SAN DIEGO -- As he warmed up in the bullpen before Saturday night's game, D-backs left-hander Robbie Ray had a feeling it was going to be a good night, given the way the ball was feeling coming out of his hand.
As it turned out Ray was right on the money as he tossed a dominant seven innings to help lead the D-backs to a 2-1 win over the Padres at Petco Park.
Ray (7-11) allowed just one hit -- a fifth-inning solo homer by Patrick Kivlehan -- and a walk while striking out a career-high 13.
Ray joined Hall of Famer Randy Johnson and Curt Schilling as the only D-backs pitchers to allow one hit or less and strike out 13 in at least seven innings.
"Other than that [home run], he was outstanding tonight," D-backs manager Chip Hale said. "Aggressive, used his breaking ball enough to keep them off balance. Just a dynamic fastball, moved it around, did a wonderful job."
Stuff is never the issue for Ray, but rather it is the times when he struggles to throw strikes, which runs up his pitch count and prevents him from pitching deep into games.
That was not a problem Saturday as it took him just 26 pitches to get through the first two innings and 22 of them went for strikes.
"It was my fastball command," Ray said. "I might have thrown a couple of breaking balls, but mostly fastballs in those first two innings and it was just moving both sides of the plate.
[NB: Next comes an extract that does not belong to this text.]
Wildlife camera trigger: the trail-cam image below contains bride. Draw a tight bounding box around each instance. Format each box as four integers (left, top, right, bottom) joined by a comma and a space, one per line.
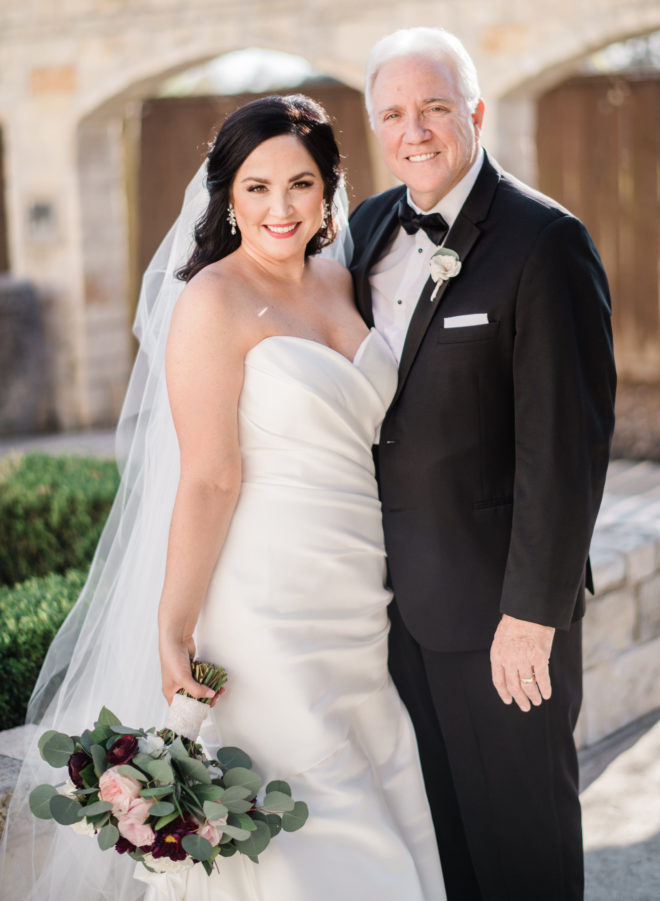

It was working tonight. I think it's just confidence. Confidence in my stuff and getting better every time I go out there."
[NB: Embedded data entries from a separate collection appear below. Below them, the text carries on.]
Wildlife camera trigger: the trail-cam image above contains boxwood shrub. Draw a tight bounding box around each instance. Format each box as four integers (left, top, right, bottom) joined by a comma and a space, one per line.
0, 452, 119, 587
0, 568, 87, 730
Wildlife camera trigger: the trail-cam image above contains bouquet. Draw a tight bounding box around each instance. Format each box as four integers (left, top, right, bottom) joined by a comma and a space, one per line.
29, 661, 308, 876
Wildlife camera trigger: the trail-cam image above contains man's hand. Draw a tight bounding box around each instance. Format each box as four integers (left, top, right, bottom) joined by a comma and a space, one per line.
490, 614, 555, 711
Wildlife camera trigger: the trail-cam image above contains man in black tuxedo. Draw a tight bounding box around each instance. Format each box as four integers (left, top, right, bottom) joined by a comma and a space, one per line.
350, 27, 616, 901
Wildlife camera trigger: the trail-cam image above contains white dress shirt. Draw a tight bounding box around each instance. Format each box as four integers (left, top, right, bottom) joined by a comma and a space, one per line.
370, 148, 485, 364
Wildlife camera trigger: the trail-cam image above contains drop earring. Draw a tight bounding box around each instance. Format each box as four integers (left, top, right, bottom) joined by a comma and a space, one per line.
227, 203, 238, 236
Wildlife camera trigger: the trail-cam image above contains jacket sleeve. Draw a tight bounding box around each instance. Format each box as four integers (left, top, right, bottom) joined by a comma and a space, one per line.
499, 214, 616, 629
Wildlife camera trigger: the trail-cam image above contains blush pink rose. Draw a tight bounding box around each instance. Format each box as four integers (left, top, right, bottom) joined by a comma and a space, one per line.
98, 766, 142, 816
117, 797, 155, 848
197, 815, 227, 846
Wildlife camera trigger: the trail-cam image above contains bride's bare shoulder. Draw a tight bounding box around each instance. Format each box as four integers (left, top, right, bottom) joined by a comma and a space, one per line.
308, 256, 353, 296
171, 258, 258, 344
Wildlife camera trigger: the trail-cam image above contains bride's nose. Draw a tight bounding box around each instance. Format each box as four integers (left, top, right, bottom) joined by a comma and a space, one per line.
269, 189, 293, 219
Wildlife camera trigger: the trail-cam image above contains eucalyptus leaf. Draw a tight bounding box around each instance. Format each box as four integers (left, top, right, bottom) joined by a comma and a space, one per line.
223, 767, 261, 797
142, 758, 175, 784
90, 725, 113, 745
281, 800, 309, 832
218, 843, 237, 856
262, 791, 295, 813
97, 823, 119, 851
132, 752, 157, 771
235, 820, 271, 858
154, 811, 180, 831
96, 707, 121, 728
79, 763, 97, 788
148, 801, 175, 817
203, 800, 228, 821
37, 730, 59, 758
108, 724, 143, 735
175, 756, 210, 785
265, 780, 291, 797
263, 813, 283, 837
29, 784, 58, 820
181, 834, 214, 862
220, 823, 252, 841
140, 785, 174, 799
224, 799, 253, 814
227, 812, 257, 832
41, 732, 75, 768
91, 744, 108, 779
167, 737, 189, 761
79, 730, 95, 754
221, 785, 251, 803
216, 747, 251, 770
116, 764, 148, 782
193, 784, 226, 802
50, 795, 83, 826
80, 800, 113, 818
Ray's teammates can sense that confidence and they've watched it grow since he became a rotation regular in June 2015.
"It's impressive," said veteran reliever Daniel Hudson, who helped preserve the win by getting out of a bases-loaded, no-out jam in the eighth. "You've got a guy like him with the type of stuff that he has and the sky's really the limit. It's fun to watch every fifth day. Sometimes he'll get in a jam and it's fun to watch him kind of mature and slow things down a little bit and get himself out of those things."
While he had his fastball working early, Ray was able to mix in his breaking ball as the game went along.
"He beat us inside to righties all day," Padres manager Andy Green said. "That's something he's gone to recently. He used to be a middle-out guy with his fastball. He's really attacking well with angle in, speeding up bats, which makes his slider play more effectively. I thought Robbie was good today. We just had a hard time squaring him up."